The Denver Post has an interactive map that outlines what construction the G has wrought, and what it has yet to bring. The first stop, on 41st and Fox in downtown Denver, is adjacent to an area nicknamed Fox Island, “because of its sequestration from the rest of the city” via highways and rail lines, the Post writes. But after rezoning rules were approved in February, the area will see the construction of 120 micro-apartments. There’s also a Home Depot on the way—a project that’s being challenged in a Change.org petition, which argues that “big box retail” is auto-centric and contra to the spirit of transit-oriented, affordable growth. (As a compromise, Home Depot says it could build a few apartments on the roof.)
Near the Clear Creek and Federal stop, more than a thousand residential units will soon crop up as part of the Clear Creek Transit Village. Another 20-acre plot right next to the station is being eyed for more housing, if its current owners vacate it.
Riders on the train had mixed feelings about this construction boom. “The stops along the way, they’re going to develop them to death,” said Bonnie, a Denver native who lives in Golden (and declined to give her last name).
But Amy Miller, who moved to Arvada about a year ago, says that part of the calculus behind her relocation was the promise of the new line. “We based where we live now on the train,” she said.
Small businesses along the line are also expecting to cash in. In Olde Town Arvada, a tidy pocket of walkable brewpubs, shops, and restaurants, private investment has already injected $400 million since 2006, and multifamily units have multiplied. A new station-side parking lot—which the Post calls the G Line’s “most ambitious”—hugs one side of the station, built to hold 400 park-and-ride vehicles. On the other side is a mural, which features the G line happily chugging into town, presumably bringing bar-hoppers and shoppers along with it.

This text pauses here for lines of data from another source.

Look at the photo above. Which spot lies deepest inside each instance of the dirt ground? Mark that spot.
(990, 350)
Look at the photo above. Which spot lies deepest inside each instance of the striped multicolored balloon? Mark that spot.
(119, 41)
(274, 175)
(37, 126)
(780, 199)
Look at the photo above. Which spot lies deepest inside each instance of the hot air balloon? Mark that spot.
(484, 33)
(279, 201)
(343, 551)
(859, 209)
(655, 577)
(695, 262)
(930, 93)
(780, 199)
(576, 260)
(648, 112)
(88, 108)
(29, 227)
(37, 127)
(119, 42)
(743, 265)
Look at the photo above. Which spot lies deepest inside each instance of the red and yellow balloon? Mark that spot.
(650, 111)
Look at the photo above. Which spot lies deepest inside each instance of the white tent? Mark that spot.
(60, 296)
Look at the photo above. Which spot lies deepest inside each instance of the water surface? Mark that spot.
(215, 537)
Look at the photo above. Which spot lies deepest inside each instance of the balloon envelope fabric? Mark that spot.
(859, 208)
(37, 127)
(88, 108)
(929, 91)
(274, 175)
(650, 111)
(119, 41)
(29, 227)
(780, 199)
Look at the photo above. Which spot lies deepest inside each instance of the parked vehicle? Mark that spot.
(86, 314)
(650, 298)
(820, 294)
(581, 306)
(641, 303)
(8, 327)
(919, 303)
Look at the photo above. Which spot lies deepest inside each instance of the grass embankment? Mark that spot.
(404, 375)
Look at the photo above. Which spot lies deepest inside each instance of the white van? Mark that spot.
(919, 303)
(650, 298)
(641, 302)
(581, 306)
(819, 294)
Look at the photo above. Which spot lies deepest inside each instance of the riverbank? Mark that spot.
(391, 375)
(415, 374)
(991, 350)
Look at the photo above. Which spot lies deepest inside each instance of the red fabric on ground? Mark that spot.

Free tickets have been enough to attract new riders rolling to and from downtown. On the sun-splashed opening weekend, crowds of first-time G Liners were downing microbrews in the bars along Olde Wadsworth Boulevard, where servers reported banner crowds of curious “train tourists.”
Aboard the train, kids traveling with their grandparents bounded up and down the car, marveling at the conductor announcements. When the train stopped at Wheat Ridge and Ward, the end of the line, I met a pair who’d become friends through the social networking site Meetup.com. After a pizza outing, they had split off from their group, deciding to ride the G Line together from Union Station to the end of the line. We waited—only 15 minutes!—for the next G, which took us back to Alvada. There, we chatted and wandered into a wacky breakfast-cereal bar, a German bakery, and a coffee shop. Then, together, we rode right back to Union Station, where we all parted ways.
Other riders weren’t there for spontaneous whimsy. They were using, and planning to continue to use, the commuter line for its intended purpose: Getting to and from the city, fast.
Bonnie was on her third G Line ride, coming back from an art class, and said she’d use it again soon to go to the Denver Performing Arts theater instead of taking the car and paying $12 for parking. When I asked her whether her friends were as gung-ho as she, Bonnie said no. “They’re all gas drivers.”
Miller, who lives in Arvada, had taken the bus to work downtown that morning. But she had left the office early to get back to her kids, who were sick; and she’d wanted to avoid the bus, which gets caught in traffic and doesn’t show up reliably. Without the G to take her home, she said, “I would have had to take an Uber.”